Years ago now, in another lifetime, I also did some research in the area of children, road accidents and the law. In doing that work I also talked to many children. I asked them a lot of questions. Some of the relevant work went into the thesis I wrote but a lot of what I discovered did not.

I discovered that children did not move around in traffic nearly as much as I did when I was young. I pedalled my tricycle around a quiet country community long before I went to school. We all did. It was considered "safe". We crossed roads and went up rough tracks. We knew to look for cars and the people driving them knew to look for us. There was not a lot of traffic.

When we moved to the city there was still much less traffic than there is now. Not everyone owned a car. People walked. Children walked once they were too big for the "pusher" or they rode tricycles and then bicycles. We went to school on foot or by pedal power - and in all sorts of weather. Where necessary we learned to use buses and trains. There were conductors on them who saw our safety as part of their job.

Out of school hours and at weekends we were on our wheels and exploring the community in which we lived.

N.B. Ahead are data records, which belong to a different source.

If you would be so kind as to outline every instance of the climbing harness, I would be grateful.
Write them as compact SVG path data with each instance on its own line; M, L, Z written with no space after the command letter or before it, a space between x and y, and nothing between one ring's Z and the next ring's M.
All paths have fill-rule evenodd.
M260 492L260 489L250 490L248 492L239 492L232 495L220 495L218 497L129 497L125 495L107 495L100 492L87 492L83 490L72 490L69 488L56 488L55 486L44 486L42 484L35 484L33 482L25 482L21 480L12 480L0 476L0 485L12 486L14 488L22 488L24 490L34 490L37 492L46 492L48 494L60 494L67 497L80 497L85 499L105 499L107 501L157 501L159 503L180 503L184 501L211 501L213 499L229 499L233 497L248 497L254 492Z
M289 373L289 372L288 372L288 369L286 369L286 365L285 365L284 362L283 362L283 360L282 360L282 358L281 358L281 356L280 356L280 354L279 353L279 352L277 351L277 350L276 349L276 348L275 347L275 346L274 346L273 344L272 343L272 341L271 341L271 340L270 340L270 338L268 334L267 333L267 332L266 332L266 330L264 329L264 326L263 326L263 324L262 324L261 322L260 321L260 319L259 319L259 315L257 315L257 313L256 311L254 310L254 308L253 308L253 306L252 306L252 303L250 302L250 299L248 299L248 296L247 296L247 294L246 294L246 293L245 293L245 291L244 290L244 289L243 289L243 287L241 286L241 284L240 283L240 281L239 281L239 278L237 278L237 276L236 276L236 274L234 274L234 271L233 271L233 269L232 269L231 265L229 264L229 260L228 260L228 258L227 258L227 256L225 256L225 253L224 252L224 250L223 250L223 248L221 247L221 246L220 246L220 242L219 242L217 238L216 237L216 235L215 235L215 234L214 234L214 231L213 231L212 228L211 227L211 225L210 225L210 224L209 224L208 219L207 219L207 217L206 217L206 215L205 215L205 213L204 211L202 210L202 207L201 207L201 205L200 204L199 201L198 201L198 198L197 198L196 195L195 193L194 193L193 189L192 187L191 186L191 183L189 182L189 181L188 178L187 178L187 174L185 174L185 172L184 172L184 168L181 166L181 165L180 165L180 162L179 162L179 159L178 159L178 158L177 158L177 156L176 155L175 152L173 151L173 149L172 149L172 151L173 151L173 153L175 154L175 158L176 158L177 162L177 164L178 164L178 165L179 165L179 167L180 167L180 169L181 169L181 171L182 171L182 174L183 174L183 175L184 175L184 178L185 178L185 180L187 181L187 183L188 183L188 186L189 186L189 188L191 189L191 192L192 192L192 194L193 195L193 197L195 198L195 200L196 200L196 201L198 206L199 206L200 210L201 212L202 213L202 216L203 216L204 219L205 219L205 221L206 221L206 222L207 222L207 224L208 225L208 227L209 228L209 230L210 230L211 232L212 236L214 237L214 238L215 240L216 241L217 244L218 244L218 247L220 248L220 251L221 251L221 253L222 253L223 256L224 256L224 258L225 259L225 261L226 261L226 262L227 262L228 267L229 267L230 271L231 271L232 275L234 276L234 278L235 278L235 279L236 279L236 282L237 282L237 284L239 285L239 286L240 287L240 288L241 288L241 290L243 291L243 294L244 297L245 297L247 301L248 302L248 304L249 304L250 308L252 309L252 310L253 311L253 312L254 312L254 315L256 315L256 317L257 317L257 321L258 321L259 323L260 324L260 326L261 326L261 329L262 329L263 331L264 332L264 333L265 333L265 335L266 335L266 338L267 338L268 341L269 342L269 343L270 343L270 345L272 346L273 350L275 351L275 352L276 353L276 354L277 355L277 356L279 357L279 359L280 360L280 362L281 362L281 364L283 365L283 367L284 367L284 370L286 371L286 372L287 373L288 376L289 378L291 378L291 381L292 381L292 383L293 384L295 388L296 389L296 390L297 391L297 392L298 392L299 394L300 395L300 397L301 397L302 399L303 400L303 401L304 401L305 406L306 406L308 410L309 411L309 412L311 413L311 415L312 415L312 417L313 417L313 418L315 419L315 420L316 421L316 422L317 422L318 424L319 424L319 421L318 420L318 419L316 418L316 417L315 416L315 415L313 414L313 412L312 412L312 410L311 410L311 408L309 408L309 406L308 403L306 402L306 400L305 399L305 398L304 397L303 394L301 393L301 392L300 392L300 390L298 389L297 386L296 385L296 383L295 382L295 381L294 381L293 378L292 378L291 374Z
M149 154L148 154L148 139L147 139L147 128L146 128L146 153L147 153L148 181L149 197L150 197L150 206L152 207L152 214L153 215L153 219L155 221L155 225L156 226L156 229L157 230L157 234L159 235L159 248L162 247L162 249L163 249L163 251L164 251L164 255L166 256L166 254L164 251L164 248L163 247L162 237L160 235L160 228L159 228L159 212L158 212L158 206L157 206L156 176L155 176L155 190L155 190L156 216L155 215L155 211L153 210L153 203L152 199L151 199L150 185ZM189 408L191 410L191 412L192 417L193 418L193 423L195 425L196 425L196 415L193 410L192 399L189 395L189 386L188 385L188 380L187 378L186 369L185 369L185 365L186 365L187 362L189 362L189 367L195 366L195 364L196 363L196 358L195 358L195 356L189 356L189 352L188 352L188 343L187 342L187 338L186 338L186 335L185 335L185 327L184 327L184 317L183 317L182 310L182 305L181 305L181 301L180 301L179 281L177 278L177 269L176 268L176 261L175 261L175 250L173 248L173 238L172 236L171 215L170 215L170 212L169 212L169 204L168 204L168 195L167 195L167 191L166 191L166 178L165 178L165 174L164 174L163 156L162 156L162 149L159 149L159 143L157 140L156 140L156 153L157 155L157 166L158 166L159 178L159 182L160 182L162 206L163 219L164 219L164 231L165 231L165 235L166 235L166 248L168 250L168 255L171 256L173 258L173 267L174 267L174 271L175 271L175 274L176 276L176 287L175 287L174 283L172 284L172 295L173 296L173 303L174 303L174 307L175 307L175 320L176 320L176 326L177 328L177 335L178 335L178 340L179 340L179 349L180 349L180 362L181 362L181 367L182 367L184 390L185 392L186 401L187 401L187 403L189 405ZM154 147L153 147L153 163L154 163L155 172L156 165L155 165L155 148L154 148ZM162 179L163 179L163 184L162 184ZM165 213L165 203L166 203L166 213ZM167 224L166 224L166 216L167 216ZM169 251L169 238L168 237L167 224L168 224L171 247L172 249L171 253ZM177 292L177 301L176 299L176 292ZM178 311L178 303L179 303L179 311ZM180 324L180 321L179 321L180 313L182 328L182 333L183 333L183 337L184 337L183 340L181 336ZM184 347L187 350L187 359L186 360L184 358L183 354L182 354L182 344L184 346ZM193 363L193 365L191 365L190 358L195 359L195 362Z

Cricket and football were played in the streets with one of us (usually me) designated to watch for cars.  Drivers watched us too. They expected us to be out and about. The volume of traffic was much lower.

There was less of all this when I did that research. There was still some but not nearly as much. Children were being put into cars because it was considered to be "safer". They were not walking or pedalling in the way we did. Now there is even less of that. The children in this street all get taken to school in cars. Parents no longer "have time" to get them to walk to school and you do not send them alone in the way we were sent alone. Parents who did that would now be charged with "neglect" or worse.

I may be wrong, quite wrong, but I believe that this "always in the car" mode of transport is contributing to the problem. Children who do not grow up moving around independently no longer have the traffic experience they need. I suspect it is something which takes years to learn. 

Of course there are also other issues.  Boys still take more risks than girls. They still use their bikes as toys as well as modes of transport. Girls still tend to use their bikes in order to go somewhere rather than simply "ride around". They all see more "speed" than they once did. Everything from the Tour de France to the Bathurst 500 is televised. Modern cars, for all their safety features, are designed to travel more rapidly than before. Speed is a major cause of accidents, as is the use of modern technology.

But I still think the lack of experience in traffic is a contributing factor to the road toll. You may disagree.